Implications on how knowledge about the brain might be implemented at school and help students to learn
The functioning of the brain is rarely integrated into school curricula and taught from kindergarten to secondary school (Marshall and Comalli, 2012). In France the teaching of the nervous system begins late, i.e., at the age of 12. To compensate for this situation, children implicitly acquire information about the brain through different sources (social environment, exposure to scientific knowledge, media) which could lead them to build an incomplete or erroneous mental representation of the brain, and this seems to reflect our findings. These elements converge toward the idea that it is necessary to instruct children about an organ that they “cannot see” (Society for Neuroscience, 2008; Carew and Magsamen, 2010). Because the brain is what gives children the ability to learn, it is important to teach them what the brain is, what purpose it serves and how they can use it to learn (Lanoë et al., 2015). One way could be to use brain drawing in the classroom to assess students' knowledge (Rossi et al., 2017). This very simple and easy-to-use tool for teachers could be used as a starting point for teaching the role of the brain in academic learning.

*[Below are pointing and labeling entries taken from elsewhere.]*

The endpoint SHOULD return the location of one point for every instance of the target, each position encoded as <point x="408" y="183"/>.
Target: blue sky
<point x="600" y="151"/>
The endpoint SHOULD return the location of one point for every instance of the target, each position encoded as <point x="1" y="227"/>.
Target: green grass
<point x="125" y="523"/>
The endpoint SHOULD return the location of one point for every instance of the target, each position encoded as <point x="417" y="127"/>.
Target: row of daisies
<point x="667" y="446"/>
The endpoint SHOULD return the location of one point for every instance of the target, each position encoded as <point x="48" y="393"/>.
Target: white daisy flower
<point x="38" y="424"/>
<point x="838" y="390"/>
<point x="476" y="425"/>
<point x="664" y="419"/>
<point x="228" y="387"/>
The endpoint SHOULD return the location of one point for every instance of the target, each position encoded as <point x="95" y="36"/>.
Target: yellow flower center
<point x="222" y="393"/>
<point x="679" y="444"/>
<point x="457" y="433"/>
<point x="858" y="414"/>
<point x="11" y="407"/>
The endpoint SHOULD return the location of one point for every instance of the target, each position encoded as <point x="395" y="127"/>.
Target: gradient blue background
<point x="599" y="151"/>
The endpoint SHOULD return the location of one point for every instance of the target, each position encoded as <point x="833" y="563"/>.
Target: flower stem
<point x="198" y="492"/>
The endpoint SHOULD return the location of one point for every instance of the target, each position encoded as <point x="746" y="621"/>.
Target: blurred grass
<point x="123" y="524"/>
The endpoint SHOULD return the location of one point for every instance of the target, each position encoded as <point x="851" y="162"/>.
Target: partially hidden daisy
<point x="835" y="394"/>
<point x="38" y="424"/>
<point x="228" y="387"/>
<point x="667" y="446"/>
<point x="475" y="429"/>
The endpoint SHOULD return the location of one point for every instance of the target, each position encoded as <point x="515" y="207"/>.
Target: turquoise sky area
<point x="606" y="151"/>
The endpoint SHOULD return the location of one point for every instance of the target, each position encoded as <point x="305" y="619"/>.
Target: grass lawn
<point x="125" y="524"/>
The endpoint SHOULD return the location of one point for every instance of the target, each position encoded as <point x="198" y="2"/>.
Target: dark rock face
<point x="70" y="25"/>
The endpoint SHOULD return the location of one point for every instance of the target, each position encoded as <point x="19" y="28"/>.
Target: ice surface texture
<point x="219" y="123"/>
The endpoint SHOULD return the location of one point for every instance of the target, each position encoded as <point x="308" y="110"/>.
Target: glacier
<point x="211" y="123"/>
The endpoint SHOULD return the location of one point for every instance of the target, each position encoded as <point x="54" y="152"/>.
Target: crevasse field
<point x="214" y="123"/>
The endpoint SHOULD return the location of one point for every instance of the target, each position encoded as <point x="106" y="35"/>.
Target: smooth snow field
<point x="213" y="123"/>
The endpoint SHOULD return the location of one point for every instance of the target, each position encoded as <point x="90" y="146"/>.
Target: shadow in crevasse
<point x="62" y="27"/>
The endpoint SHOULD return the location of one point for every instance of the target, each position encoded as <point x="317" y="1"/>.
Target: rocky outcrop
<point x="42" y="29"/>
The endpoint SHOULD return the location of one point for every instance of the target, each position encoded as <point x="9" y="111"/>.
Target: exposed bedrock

However, in order to implement knowledge about the brain in schools it is also necessary to train teachers. As early as 1999, Puckett and collaborators emphasized the promises and the perils of brain developmental research (Puckett et al., 1999). In particular, it is now well-documented that teachers follow to neuromyths (Dekker et al., 2012; Howard-Jones, 2014; Torrijos-Muelas et al., 2021). Because training teachers in educational neuroscience is not enough, exposing them to intuitions and faulty beliefs could be a useful context to give them the tools to deconstruct them. Thus, training in the scientific process and its evaluation would allow them to develop critical thinking skills (Pasquinelli, 2012) in order to resist the seductive look of neuroscientific explanations (Weisberg et al., 2008) and the sirens of popular science journals (Van Atteveldt et al., 2014).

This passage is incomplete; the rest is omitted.